See the site first, then the museum. Understandably, most of the moveable artefacts are kept here, and after a walk round Olympia itself, kids are usually happy to have a browse.
How to get there: Direct UK flights to Kalamata, SW Peloponnese, take just under four hours. Olympia is an hour and 20 minutes drive north of the airport.
Where to stay: The lively seaside resort of Kyllini is about an hour north of Olympia. Famous for huge, sandy beaches, it’s also a great base for outdoor adventures round the west of the Peloponnese Peninsula.
3/5 Cave of Zeus, Crete
Zeus tales are scattered all over Greece, but they all begin in Crete, where legend has it he was born and raised in a cave under Mount Ida, just an hour’s drive south of Heraklion. Apparently his father, Cronus, had a nasty habit of devouring his children at birth, hence the secrecy.
You might want to modify that story, but the cave itself is a fun visit for most kids, atmospheric enough to satisfy chill-seeking teens, and has some incredible stalactites at the entrance. You can walk through on your own, but guided tours are a good source of gory details.
How to get there: Direct UK flights to Crete take just over four hours. The Cave of Zeus is an hour’s drive inland from Heraklion, at the base of Mount Ida.
Where to stay: Agios Nikolaos is one of the most popular family resorts on Crete. It’s on the north east coast, famous for Caribbean-style beaches, and just over an hour’s drive away from the Cave of Zeus.
4/5 Island of Delos
You can tell kids this is one of the most important archaeological sites in Greece, or you can just let them work it out for themselves. Either way the tiny, uninhabited island of Delos is amazing enough to blow away any doubts about how weird and wonderful the ancients were.
There’s been no modern development here, ever, so the entire island is given over to acres of temples, ruins and monuments. If the fabled beasts lurking along the Terrace of the Lions aren’t enough to strike some silent awe, go for a lighter note. Delos was supposedly the birthplace of Apollo, but it was also sacred to Dionysus, God of wine and fertility. Head to his temple (Stobadeion) and check out the southernmost pillar: the enormous symbol on top is instantly recognisable, even with the top lopped off.
You can only visit Delos on a guided tour, which means you can leave it up to a local expert to fascinate kids here, which they will, effortlessly.

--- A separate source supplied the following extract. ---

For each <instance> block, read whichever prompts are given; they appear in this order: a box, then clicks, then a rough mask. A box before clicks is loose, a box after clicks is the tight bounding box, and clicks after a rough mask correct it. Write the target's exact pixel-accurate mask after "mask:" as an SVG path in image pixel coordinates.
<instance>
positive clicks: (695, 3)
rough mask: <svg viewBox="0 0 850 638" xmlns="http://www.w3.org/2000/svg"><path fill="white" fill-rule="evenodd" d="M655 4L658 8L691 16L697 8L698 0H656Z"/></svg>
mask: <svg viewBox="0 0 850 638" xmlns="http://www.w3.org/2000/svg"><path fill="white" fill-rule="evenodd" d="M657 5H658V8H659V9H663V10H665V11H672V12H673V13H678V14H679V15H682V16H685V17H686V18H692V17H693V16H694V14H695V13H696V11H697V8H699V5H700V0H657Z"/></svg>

How to get there: Direct UK flights to Mykonos take four hours. There are guided tours of nearby Delos all summer, the crossing takes about 40 minutes.
Where to stay: Historic Mykonos Town is interesting for older kids, and you’ll find a good choice of family resorts strung along the south coast. Close to Kalafati Beach is best for sporty teens, but the island’s tiny and easy to travel around.
5/5 Portara, Naxos
According to Greek legend, Theseus went to all the effort of rescuing Ariadne from the Minotaur on Crete, only to abandon her on Naxos. As places to pine go, the largest of the Cyclades Islands is lovely: and since Dionysus turned up to claim Ariadne, not long after Theseus sailed off, any languishing was short lived.
But deserted Minoan princesses won’t impress kids half as much as the immense Portara (great door) which stands sentinel over Naxos harbour. Built in 530BC, it stands 26 foot high and sunsets over nearby Delos are captured in its heart every evening. For teens, it’s a perfect selfie frame, kindly provided by the ancients. And younger kids like walking over the causeway and scrambling uphill to reach it.
How to get there: Direct UK flights to Mykonos take four hours, the ferry crossing to Naxos is just over an hour.
Where to stay: Agios Prokopios, just south of Naxos Town, is the island’s main resort and best for beaches, and family hotels.